Random vs. Sequential Reading

It is much quicker to read records in sequence than to read them from different parts of the disk, and it is slowest to read randomly throughout the disk. The difference is in the number of required seeks, operations to find the data and position the disk head on it. Moving the disk head, a mechanical device, takes more time than any other part of the I/O process. The rest of the process consists of moving data electronically across circuits. However slow, it is thousands of times faster than moving the head.

The operating system, disk driver, adapter and controller technology all aim to reduce seek operations. More intelligent systems batch and sequence their I/O requests in the order that they appear on the disk. Still, the more times the head is repositioned, the slower the disk reads.

Tip

Even when an application is reading records in the order in which they appear in the file, if the file is fragmented throughout the disk or disks, the I/O will not be sequential. If the disk-transfer rate on a sequential or mostly sequential read operation deteriorates over time, run a defragmentation utility on the disk and test again.

The following figure compares random to sequential reading to show how random reading affects disk performance.

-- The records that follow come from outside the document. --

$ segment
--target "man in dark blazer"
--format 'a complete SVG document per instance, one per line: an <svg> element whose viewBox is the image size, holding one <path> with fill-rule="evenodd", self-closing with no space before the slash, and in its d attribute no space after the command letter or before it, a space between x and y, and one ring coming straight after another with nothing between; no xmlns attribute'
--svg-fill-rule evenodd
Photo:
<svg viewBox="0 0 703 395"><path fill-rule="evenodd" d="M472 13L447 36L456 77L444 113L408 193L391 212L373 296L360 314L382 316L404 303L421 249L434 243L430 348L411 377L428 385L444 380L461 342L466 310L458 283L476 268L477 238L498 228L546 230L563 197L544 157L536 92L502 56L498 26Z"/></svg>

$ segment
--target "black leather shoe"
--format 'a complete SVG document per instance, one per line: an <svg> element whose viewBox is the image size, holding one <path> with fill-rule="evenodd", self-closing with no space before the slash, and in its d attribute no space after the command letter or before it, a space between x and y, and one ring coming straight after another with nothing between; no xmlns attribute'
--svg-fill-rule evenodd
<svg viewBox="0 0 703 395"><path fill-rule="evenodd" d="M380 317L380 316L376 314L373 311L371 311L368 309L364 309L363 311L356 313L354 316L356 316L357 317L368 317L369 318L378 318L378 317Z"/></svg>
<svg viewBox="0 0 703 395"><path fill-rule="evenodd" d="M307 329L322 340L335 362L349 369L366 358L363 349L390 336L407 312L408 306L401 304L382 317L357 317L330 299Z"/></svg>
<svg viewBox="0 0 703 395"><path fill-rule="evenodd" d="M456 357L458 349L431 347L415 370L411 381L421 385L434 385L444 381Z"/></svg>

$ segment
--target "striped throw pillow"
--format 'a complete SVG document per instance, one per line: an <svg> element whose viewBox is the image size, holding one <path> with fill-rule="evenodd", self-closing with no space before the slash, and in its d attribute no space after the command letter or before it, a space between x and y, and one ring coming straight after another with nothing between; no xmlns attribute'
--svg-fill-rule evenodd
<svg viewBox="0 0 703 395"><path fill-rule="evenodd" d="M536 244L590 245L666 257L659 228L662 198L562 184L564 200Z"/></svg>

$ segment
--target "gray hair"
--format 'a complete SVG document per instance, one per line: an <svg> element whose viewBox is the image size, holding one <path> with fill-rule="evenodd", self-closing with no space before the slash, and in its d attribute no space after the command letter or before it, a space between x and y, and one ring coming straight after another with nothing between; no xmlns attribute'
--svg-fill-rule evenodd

In the top report, the disk is reading 64K records randomly throughout a 40 MB file. Performance Monitor is writing its log to a different physical drive. In the bottom report, the same disk is reading 64K records in sequence from a 60 MB file, with Performance Monitor logging to a different logical partition on the same drive.

The difference is quite dramatic. The same disk configuration, reading the same size records, is 32% more efficient when the records read are sequential rather than random. The number of bytes transferred fell from 6.39 MB/sec to 4.83 MB/sec because the disk could only sustain 75 reads/sec, compared to 97.6 reads/sec for sequential records. Queue time, as measured by Avg. Disk sec/Read, was also 1/3 higher in the random reading test.

The following figure shows the graphs of the two tests so you can see the differences in the shape of the curves. The top graph represents random reading; the bottom represents sequential reading.

In both graphs, the top line is Disk Reads/sec, the thick, black line is Avg. Disk Bytes/Read, the white line is Disk Read Bytes/sec, and the thin, black line near the bottom is Avg. Disk sec/Read. The time window was adjusted on both graphs to eliminate startup and shutdown values, and the counter values were scaled to get them on the chart. The counter scales are the same on both charts.

Also, Disk Reads/sec and Disk Read Bytes/sec are scaled so that their lines meet when the disk is reading an average of 100 bytes/sec, the norm for this disk configuration reading sequential records of a constant size. Space between the lines indicates that the disk is reading more or less than 100 bytes/sec. This is where the 1/3 efficiency gain in sequential reads is most pronounced.

The sequential test graph is less regular because the log is being written to the same drive. Nonetheless, the transfer rate curve is straighter on the sequential test, showing that the disk is spending more time reading. The attractive pattern on the random graph appears because the disk assembly must stop reading and seek between each read. Had it been able to measure at a much higher resolution, it would show the transfer rate dropping to zero and then spiking back to 100 reads/sec.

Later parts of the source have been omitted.